Decreto Penale di Condanna: messa alla prova

decreto penaleLa Corte Costituzionale, con la sentenza che si riporta in commento, ha dichiarato l’illegittimità costituzionale dell’art. 460, comma 1, lettera e), C.p.P., nella parte in cui non prevede che il decreto penale di condanna contenga l’avviso della facoltà dell’imputato di chiedere mediante l’opposizione la sospensione del procedimento con messa alla prova.

L’istituto della messa alla prova, introdotto con gli artt. 168-bis, 168-ter e 168-quater C.p., “ha effetti sostanziali, perché dà luogo all’estinzione del reato, ma è connotato da un’intrinseca dimensione processuale, in quanto consiste in un nuovo procedimento speciale, alternativo al giudizio, nel corso del quale il giudice decide con ordinanza sulla richiesta di sospensione del procedimento con messa alla prova”.

L’art. 464-bis, comma 2, C.p.P. stabilisce i termini entro i quali, a pena di decadenza, l’imputato può formulare la richiesta di messa alla prova. Sono termini diversi, articolati secondo le sequenze procedimentali dei vari riti, e la loro disciplina è “collegata alle caratteristiche e alla funzione dell’istituto, che è alternativo al giudizio ed è destinato ad avere un rilevante effetto deflattivo”. Nel procedimento per decreto penale, la richiesta deve essere presentata con l’atto di opposizione.

Come negli altri riti, anche nel procedimento per decreto penale deve ritenersi che la mancata formulazione della richiesta nel termine stabilito dall’art. 464-bis, comma 2, C.p.P., e cioè con l’atto di opposizione, determini una decadenza, sicché nel giudizio conseguente all’opposizione l’imputato che prima non l’abbia chiesta non può più chiedere la messa alla prova.

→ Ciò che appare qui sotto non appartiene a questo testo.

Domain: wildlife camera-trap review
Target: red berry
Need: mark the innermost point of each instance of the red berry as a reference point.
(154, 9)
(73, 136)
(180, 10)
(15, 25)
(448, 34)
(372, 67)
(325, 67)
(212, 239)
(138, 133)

A differenza di quanto accade per gli altri riti speciali, l’art. 460, comma 1, C.p.P. però, tra i requisiti del decreto penale di condanna, non prevede l’avviso all’imputato che ha facoltà, nel fare opposizione, di chiedere la messa alla prova.

Secondo la costante giurisprudenza costituzionale, la richiesta di riti alternativi “costituisce anch’essa una modalità di esercizio del diritto di difesa”.

Di conseguenza si è ritenuto che l’avviso all’imputato della possibilità di richiedere i riti alternativi costituisca “una garanzia essenziale per il godimento di un diritto della difesa”, e che la sanzione della nullità ex art 178, comma 1, lettera e), C.p.P., nel caso di omissione dell’avviso prescritto, trovi «la sua ragione essenzialmente nella perdita irrimediabile della facoltà di chiederli”, se per la richiesta è stabilito un termine a pena di decadenza.

In particolare, quando il termine entro cui chiedere i riti alternativi è anticipato rispetto alla fase dibattimentale, sicché la mancanza o l’insufficienza del relativo avvertimento può determinare la perdita irrimediabile della facoltà di accedervi, “la violazione della regola processuale che impone di dare avviso all’imputato della sua facoltà comporta la violazione del diritto di difesa”. Non è invece necessario alcun avvertimento quando il termine ultimo per avanzare tale richiesta viene a cadere “all’interno di una udienza a partecipazione necessaria, sia essa dibattimentale o preliminare, nel corso della quale l’imputato è obbligatoriamente assistito dal difensore”.

Poiché nel procedimento per decreto penale il termine entro il quale chiedere la messa alla prova è anticipato rispetto al giudizio, e corrisponde a quello per proporre opposizione, la mancata previsione tra i requisiti del decreto penale di condanna di un avviso, come quello previsto dall’art. 460, comma 1, lettera e), C.p.P. per i riti speciali, della facoltà dell’imputato di chiedere la messa alla prova comporta una lesione del diritto di difesa e la violazione dell’art. 24, secondo comma, Cost.